[BioC] Wilcoxon test [was loged data or not loged previous to use normalize.quantile]

Gordon Smyth smyth at wehi.edu.au
Wed Apr 6 03:06:09 CEST 2005


There are many different permutation tests and a properly designed 
permutation test can be very general indeed. In order to be specific, I'm 
refering to the Wilxon two-sample rank test (aka Mann-Whitney test) which 
is equivalent to a particular permutation test.

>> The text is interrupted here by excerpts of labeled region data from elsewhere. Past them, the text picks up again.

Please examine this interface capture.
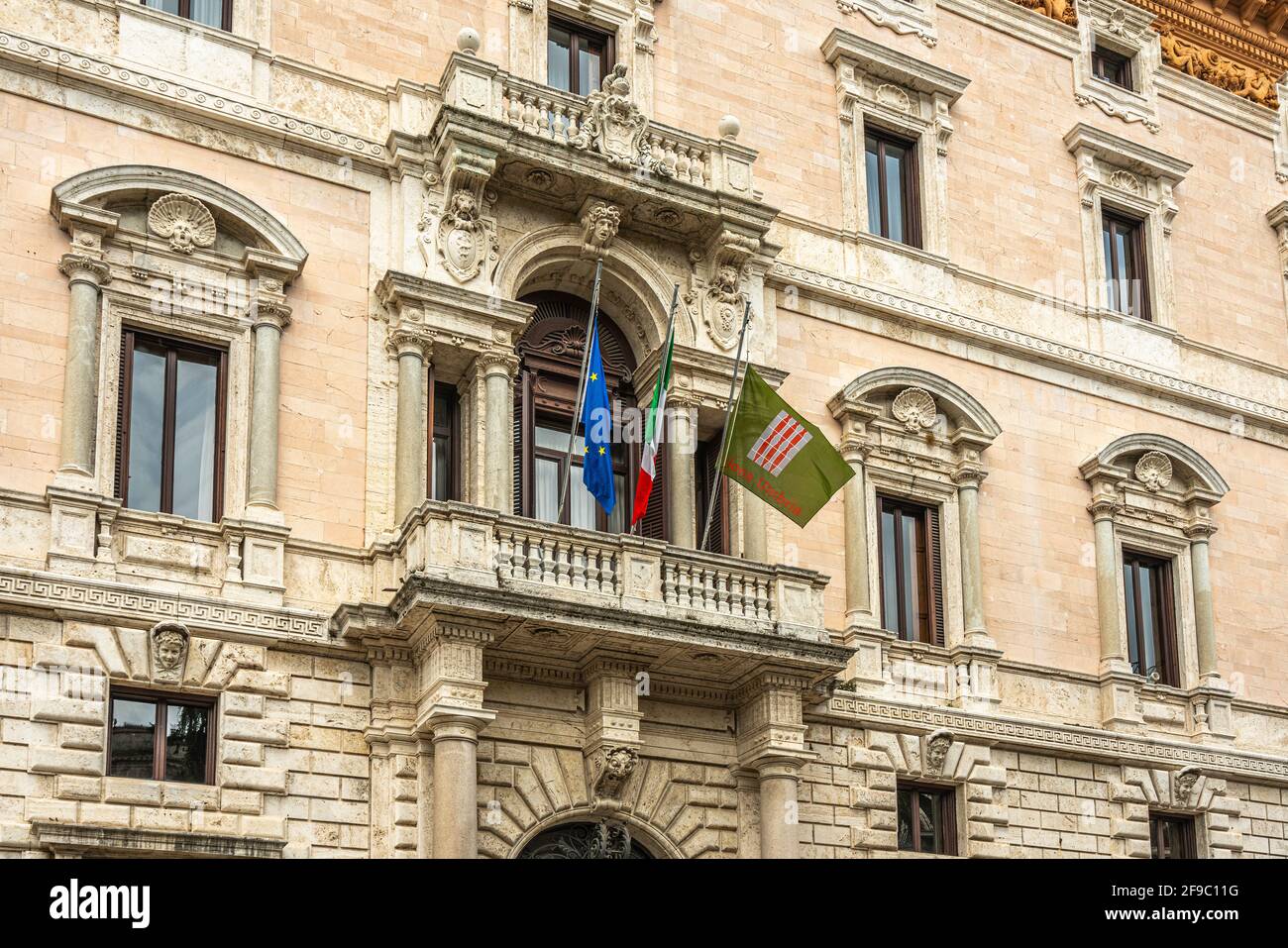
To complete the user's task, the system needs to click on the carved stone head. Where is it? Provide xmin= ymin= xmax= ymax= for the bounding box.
xmin=926 ymin=730 xmax=953 ymax=774
xmin=150 ymin=619 xmax=188 ymax=682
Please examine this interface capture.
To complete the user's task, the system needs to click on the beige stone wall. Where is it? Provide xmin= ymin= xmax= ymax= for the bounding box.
xmin=0 ymin=614 xmax=370 ymax=857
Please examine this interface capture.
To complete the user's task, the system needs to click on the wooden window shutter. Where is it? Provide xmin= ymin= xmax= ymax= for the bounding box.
xmin=510 ymin=369 xmax=532 ymax=516
xmin=115 ymin=332 xmax=134 ymax=498
xmin=926 ymin=507 xmax=944 ymax=645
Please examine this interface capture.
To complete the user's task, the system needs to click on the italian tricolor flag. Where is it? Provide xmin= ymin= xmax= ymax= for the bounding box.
xmin=631 ymin=318 xmax=675 ymax=527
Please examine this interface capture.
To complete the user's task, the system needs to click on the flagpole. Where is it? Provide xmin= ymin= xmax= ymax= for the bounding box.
xmin=555 ymin=257 xmax=604 ymax=523
xmin=698 ymin=299 xmax=751 ymax=550
xmin=630 ymin=283 xmax=680 ymax=536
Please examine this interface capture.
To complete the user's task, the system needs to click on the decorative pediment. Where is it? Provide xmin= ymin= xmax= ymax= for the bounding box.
xmin=425 ymin=35 xmax=777 ymax=254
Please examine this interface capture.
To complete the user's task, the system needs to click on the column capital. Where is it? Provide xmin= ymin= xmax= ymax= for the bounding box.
xmin=474 ymin=348 xmax=519 ymax=380
xmin=58 ymin=252 xmax=112 ymax=287
xmin=246 ymin=293 xmax=291 ymax=332
xmin=1087 ymin=493 xmax=1124 ymax=520
xmin=385 ymin=322 xmax=434 ymax=362
xmin=952 ymin=461 xmax=988 ymax=490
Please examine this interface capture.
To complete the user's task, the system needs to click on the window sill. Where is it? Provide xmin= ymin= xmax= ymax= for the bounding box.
xmin=33 ymin=820 xmax=286 ymax=859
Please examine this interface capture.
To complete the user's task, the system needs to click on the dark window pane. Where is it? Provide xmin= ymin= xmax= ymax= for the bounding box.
xmin=867 ymin=142 xmax=881 ymax=233
xmin=885 ymin=143 xmax=906 ymax=242
xmin=1124 ymin=563 xmax=1142 ymax=675
xmin=190 ymin=0 xmax=224 ymax=27
xmin=881 ymin=510 xmax=899 ymax=632
xmin=918 ymin=793 xmax=939 ymax=853
xmin=546 ymin=26 xmax=572 ymax=91
xmin=901 ymin=513 xmax=921 ymax=642
xmin=577 ymin=40 xmax=604 ymax=95
xmin=126 ymin=342 xmax=166 ymax=511
xmin=899 ymin=790 xmax=917 ymax=850
xmin=172 ymin=355 xmax=219 ymax=520
xmin=164 ymin=704 xmax=210 ymax=784
xmin=430 ymin=434 xmax=452 ymax=500
xmin=532 ymin=456 xmax=561 ymax=523
xmin=107 ymin=698 xmax=158 ymax=778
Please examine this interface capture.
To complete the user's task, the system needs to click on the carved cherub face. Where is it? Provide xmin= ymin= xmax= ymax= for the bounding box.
xmin=158 ymin=631 xmax=184 ymax=671
xmin=452 ymin=190 xmax=478 ymax=220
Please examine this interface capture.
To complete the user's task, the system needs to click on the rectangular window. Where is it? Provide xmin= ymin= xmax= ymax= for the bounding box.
xmin=1091 ymin=47 xmax=1132 ymax=89
xmin=429 ymin=369 xmax=461 ymax=500
xmin=700 ymin=433 xmax=729 ymax=553
xmin=532 ymin=420 xmax=632 ymax=533
xmin=1102 ymin=211 xmax=1150 ymax=319
xmin=1124 ymin=550 xmax=1180 ymax=686
xmin=107 ymin=689 xmax=215 ymax=784
xmin=1149 ymin=812 xmax=1199 ymax=859
xmin=546 ymin=17 xmax=613 ymax=95
xmin=877 ymin=497 xmax=944 ymax=645
xmin=897 ymin=784 xmax=957 ymax=855
xmin=142 ymin=0 xmax=233 ymax=30
xmin=863 ymin=129 xmax=921 ymax=248
xmin=116 ymin=330 xmax=227 ymax=522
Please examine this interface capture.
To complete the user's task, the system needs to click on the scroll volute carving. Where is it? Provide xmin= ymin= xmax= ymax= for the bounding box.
xmin=434 ymin=147 xmax=499 ymax=283
xmin=1156 ymin=23 xmax=1279 ymax=110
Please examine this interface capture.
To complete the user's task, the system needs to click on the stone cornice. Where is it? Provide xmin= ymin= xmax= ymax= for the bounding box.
xmin=808 ymin=693 xmax=1288 ymax=784
xmin=769 ymin=262 xmax=1288 ymax=434
xmin=0 ymin=567 xmax=329 ymax=643
xmin=0 ymin=31 xmax=385 ymax=168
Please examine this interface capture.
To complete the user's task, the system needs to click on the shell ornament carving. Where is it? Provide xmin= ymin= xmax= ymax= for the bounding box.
xmin=1136 ymin=451 xmax=1172 ymax=493
xmin=890 ymin=389 xmax=937 ymax=432
xmin=149 ymin=194 xmax=215 ymax=254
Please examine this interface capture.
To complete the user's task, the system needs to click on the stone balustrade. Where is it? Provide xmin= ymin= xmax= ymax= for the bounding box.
xmin=382 ymin=501 xmax=827 ymax=642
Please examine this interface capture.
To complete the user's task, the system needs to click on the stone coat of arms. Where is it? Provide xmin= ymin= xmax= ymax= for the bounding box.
xmin=572 ymin=63 xmax=648 ymax=167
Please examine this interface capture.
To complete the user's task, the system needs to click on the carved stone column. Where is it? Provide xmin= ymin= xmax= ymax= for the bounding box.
xmin=953 ymin=464 xmax=991 ymax=645
xmin=747 ymin=487 xmax=769 ymax=563
xmin=387 ymin=323 xmax=433 ymax=517
xmin=1185 ymin=509 xmax=1221 ymax=685
xmin=1087 ymin=477 xmax=1142 ymax=730
xmin=583 ymin=658 xmax=648 ymax=810
xmin=416 ymin=618 xmax=496 ymax=859
xmin=58 ymin=248 xmax=111 ymax=477
xmin=476 ymin=349 xmax=519 ymax=514
xmin=665 ymin=396 xmax=705 ymax=549
xmin=734 ymin=670 xmax=816 ymax=859
xmin=246 ymin=299 xmax=291 ymax=510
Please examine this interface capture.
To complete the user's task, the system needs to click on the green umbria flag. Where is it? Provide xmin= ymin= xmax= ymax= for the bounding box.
xmin=722 ymin=366 xmax=854 ymax=527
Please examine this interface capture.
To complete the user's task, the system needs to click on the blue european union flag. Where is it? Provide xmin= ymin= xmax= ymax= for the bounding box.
xmin=581 ymin=317 xmax=617 ymax=514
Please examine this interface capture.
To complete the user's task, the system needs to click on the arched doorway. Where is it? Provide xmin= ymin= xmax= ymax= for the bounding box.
xmin=514 ymin=291 xmax=665 ymax=539
xmin=518 ymin=819 xmax=654 ymax=859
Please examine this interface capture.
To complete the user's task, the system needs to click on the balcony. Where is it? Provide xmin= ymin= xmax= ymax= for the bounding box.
xmin=332 ymin=501 xmax=850 ymax=684
xmin=428 ymin=46 xmax=777 ymax=244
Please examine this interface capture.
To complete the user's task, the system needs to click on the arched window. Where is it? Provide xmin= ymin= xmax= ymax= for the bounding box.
xmin=514 ymin=291 xmax=644 ymax=533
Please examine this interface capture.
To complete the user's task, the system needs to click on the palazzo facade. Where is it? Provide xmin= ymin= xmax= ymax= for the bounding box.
xmin=0 ymin=0 xmax=1288 ymax=858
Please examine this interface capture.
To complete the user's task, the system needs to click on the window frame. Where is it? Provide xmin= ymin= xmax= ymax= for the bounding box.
xmin=1091 ymin=43 xmax=1136 ymax=93
xmin=425 ymin=365 xmax=461 ymax=501
xmin=1100 ymin=207 xmax=1154 ymax=322
xmin=877 ymin=492 xmax=945 ymax=645
xmin=1149 ymin=811 xmax=1199 ymax=859
xmin=545 ymin=13 xmax=617 ymax=95
xmin=1122 ymin=546 xmax=1181 ymax=687
xmin=103 ymin=686 xmax=219 ymax=787
xmin=115 ymin=325 xmax=228 ymax=523
xmin=863 ymin=121 xmax=922 ymax=250
xmin=894 ymin=781 xmax=958 ymax=857
xmin=139 ymin=0 xmax=233 ymax=33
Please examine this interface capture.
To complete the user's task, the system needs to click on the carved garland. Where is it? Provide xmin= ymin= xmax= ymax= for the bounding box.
xmin=1154 ymin=23 xmax=1279 ymax=110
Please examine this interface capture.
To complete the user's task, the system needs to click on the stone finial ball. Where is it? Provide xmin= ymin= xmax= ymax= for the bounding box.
xmin=456 ymin=26 xmax=482 ymax=55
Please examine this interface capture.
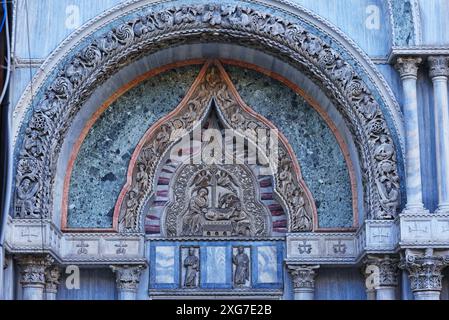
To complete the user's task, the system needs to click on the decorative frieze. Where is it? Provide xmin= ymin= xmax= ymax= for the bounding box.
xmin=399 ymin=214 xmax=449 ymax=248
xmin=286 ymin=233 xmax=359 ymax=264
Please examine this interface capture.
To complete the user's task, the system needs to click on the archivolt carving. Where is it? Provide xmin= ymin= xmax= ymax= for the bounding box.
xmin=116 ymin=62 xmax=316 ymax=232
xmin=15 ymin=4 xmax=399 ymax=224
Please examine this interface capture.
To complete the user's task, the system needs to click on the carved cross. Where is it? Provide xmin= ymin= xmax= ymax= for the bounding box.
xmin=76 ymin=240 xmax=89 ymax=254
xmin=373 ymin=228 xmax=389 ymax=243
xmin=408 ymin=221 xmax=427 ymax=234
xmin=333 ymin=240 xmax=346 ymax=254
xmin=21 ymin=227 xmax=37 ymax=242
xmin=115 ymin=240 xmax=128 ymax=254
xmin=298 ymin=240 xmax=312 ymax=254
xmin=441 ymin=221 xmax=449 ymax=233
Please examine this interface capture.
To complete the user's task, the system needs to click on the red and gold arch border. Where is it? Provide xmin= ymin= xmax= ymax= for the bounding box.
xmin=61 ymin=59 xmax=358 ymax=232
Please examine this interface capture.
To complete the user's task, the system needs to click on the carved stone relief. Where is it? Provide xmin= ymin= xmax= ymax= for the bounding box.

Over many years as a statistician, I've heard it said so many times "the 
variances were not equal so I used a Wilcoxon two-sample test instead of a 
t-test" or "I used a rank test which is assumption free". Like Naomi, I 
find it frustating that this misunderstanding is so common. The fact is 
that all tests make some assumptions, and inequality of population 
variances under the null hypothesis breaks the Wilcoxon test just as it 
does the pooled t-test. I don't know which test breaks down more quickly -- 
I certainly haven't seen any evidence that the Wilcoxon test is more robust 
than the t-test to inequality of variances.

It is easy to confirm that the Wilcoxon test breaks down under inequality 
of variances, either by a simulation or just with a back of an envelope 
calculation. Suppose for example that you are testing equality of means (or 
medians) of two populations with sample sizes n1 and n2. Suppose that the 
two populations have equal medians but that population 1 has a very much 
larger variance than population 2. Then the two samples will separate, with 
all of sample 1 larger than sample 2, with probability 1/2^n1. However, the 
one-sided Wilcoxon test p-value in such a case will be 1/choose(n1+n2,n1), 
a very much smaller quantity. Suppose for example that n1=5, n2=10. Then 
the p-value will be evaluated by the Wilcoxon test as

 > 1/choose(5+10,5)
[1] 0.0003330003

but the actual size of the test is

 > 1/2^5
[1] 0.03125

which is 100 times the nominal p-value. This shows that Wilxocon test does 
not hold its size under inequality of variances.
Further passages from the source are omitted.